Open access (OA) literature is digital, online, free of charge, and free of most copyright and licensing restrictions. While any kind of digital content can be OA, there are two compelling reasons why the worldwide OA movement has focused on peer-reviewed journal articles and their preprints.
The first reason reason is that most scholarly journals do not buy their articles or pay royalties to authors. Since the birth of scientific journals in 1665, researchers have given away their work in exchange for intangible rewards such as visibility, impact, prestige, certification for career advancement, and a time-stamp to establish their priority over other researchers working on the same problem. As a result, researchers can consent to OA for their journal articles without losing revenue. This makes them very differently situated from most musicians and movie-makers, and controversies about OA for music and movies do not carry over to research literature.
Second, in the sciences most journal articles are based on funded research, and most funded research is funded by taxpayers. Citizens and policy-makers immediately see the logic of providing public access to the results of publicly-funded research, especially in fields with great potential for public benefit, such as medicine.
Background
For more background on OA, see the following:
Public Knowledge launched its Open Access Project in July 2003 and has worked energetically for OA in the U.S. ever since. The project is directed by Peter Suber. We are active members of the Open Access Working Group and the Alliance for Taxpayer Access. We work with other friends of OA, such as library associations, universities, and non-profit patient advocacy organizations, to enact and strengthen US policies to provide OA to publicly-funded research.

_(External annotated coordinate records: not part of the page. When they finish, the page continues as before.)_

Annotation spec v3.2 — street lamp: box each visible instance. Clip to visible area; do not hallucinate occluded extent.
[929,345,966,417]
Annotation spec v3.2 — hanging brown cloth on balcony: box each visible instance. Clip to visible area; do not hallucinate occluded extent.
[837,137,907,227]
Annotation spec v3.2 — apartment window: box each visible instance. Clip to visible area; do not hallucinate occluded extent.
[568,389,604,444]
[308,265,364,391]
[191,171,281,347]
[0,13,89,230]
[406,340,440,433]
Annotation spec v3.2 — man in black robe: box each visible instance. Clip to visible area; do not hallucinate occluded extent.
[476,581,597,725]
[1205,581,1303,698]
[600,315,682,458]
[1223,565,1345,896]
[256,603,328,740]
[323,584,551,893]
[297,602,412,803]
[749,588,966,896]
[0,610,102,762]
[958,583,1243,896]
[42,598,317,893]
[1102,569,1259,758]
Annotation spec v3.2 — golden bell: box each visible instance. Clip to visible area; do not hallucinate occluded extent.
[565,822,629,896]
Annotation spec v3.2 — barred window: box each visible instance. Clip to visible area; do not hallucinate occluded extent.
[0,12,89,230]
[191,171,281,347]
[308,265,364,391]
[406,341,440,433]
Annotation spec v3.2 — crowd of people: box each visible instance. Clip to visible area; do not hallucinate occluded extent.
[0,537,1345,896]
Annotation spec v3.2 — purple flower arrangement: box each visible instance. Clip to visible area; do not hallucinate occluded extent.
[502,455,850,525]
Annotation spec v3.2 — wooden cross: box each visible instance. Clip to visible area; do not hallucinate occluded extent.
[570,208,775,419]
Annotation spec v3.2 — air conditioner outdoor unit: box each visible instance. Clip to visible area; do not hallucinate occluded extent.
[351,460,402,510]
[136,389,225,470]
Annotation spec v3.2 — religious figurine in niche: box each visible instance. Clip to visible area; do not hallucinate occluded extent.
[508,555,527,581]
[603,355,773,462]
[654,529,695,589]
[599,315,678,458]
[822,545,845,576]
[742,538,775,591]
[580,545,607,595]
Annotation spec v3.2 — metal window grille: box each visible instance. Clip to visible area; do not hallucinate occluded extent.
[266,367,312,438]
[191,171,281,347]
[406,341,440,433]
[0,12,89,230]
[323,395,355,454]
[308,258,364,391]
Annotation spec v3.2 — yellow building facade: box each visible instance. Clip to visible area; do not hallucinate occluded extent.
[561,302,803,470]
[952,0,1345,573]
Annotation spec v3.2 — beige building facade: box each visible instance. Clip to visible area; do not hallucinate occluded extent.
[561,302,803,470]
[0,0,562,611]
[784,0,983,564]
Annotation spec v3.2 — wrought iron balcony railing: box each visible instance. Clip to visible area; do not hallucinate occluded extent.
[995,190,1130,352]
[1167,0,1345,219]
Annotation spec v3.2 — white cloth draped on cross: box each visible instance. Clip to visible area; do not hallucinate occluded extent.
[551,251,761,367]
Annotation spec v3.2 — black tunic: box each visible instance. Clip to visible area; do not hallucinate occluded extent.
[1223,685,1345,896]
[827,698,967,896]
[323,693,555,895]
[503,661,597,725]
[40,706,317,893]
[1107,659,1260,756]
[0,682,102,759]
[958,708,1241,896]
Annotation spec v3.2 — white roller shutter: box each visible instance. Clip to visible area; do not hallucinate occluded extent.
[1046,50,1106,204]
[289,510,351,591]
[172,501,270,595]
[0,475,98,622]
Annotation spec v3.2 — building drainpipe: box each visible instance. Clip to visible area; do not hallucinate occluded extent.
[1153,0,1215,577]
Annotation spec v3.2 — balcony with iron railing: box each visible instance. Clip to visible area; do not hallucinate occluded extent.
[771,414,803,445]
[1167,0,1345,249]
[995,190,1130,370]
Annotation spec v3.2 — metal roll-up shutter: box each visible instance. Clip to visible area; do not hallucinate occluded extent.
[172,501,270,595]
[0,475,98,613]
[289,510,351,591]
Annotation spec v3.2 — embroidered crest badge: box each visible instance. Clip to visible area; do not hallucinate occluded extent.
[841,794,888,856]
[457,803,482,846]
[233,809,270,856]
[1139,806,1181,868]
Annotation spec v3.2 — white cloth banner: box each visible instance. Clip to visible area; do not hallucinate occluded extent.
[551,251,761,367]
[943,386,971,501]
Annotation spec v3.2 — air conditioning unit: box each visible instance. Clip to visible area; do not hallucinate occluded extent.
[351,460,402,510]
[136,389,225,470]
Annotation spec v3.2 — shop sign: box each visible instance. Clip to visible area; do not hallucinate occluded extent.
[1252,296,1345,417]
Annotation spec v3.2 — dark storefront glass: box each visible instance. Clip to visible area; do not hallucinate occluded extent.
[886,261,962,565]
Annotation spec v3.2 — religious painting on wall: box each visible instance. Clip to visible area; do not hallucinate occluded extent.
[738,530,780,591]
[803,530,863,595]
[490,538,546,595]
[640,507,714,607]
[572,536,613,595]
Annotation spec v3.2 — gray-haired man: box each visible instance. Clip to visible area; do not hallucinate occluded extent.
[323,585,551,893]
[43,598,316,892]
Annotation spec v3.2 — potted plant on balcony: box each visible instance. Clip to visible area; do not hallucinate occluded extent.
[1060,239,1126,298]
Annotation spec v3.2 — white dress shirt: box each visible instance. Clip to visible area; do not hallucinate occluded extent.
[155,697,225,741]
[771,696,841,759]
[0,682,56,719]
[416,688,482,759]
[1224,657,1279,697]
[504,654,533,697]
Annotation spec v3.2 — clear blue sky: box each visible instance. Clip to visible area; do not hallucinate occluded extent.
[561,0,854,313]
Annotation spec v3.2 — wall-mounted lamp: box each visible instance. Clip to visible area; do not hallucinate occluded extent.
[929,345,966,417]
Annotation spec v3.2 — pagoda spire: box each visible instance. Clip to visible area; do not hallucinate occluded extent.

We also participate in the international campaign for OA. We helped draft OA provisions in the Access to Knowledge Treaty (for the WIPO Development Agenda) and the Medical Research and Development Treaty (for the World Health Organization).
Most of our OA work consists of educating policy-makers and the public about OA, working for specific pro-OA legislation, and counteracting anti-OA lobbying from the publisher trade associations.
The Public Knowledge Position on Open Access
Public funding agencies in every country should require open access to publicly-funded research, with reasonable exceptions for classified research, patentable discoveries, and research published in royalty-producing forms such as books. The permissible embargo period, or delay after publication, should be no more than six months.
Universities should deposit copies of all journal articles published by faculty, and all approved dissertations by graduate students, in their own OA repository. (This is compatible with non-OA publication of the same works.)
Individual researchers should either submit their work to peer-reviewed OA journals or deposit copies in OA repositories.
Bills to Foster Open Access
In July 2004 Congress asked the National Institutes of Health (NIH) to require OA for all articles based on NIH-funded research, within six months of publication. The NIH developed a much weaker policy, under the influence of intense lobbying by publishers who oppose OA as a threat to profits. The policy that took effect in May 2005 merely requests OA, without requiring it, and the agency has not been able to raise the compliance rate above 5%. It also extends the permissible delay (“embargo period”) from six to 12 months. Agency oversight panels and Congress have both tried repeatedly to strengthen the policy, and since April 2006, Dr. Elias Zerhouni, Director of the NIH, has himself supported these efforts and asked Congress to strengthen the policy. But so far the bills to do so have not passed. The current LHHS appropriations bill, approved by the House and awaiting action from the Senate, would convert the OA request to a requirement. It’s scheduled for a vote in the week of October 15, 2007.
Sen. Joe Lieberman introduced the CURES Act in December 2005, and Sen. John Cornyn introduced the Federal Research Public Access Act (FRPAA) in May 2006. Both would require OA to federally funded research from a range of agencies, including the NIH, and both would permit a maximum embargo period of six months. The CURES Act would require OA to all research funded by the Department of Health and Human Services, and FRPAA would require OA to most research (in effect, all non-classified research) funded by the EPA, NASA, NSF, and eight cabinet-level departments. Neither reached the floor for a vote in the 109th Congress, but Sen. Cornyn plans to re-introduce FRPAA in the current session.
Public Knowledge supports the strengthening of the NIH policy, converting it from a request to a requirement and shortening its embargo period. We supported the CURES Act and FRPAA, and when FRPAA is re-introduced, we will support it again.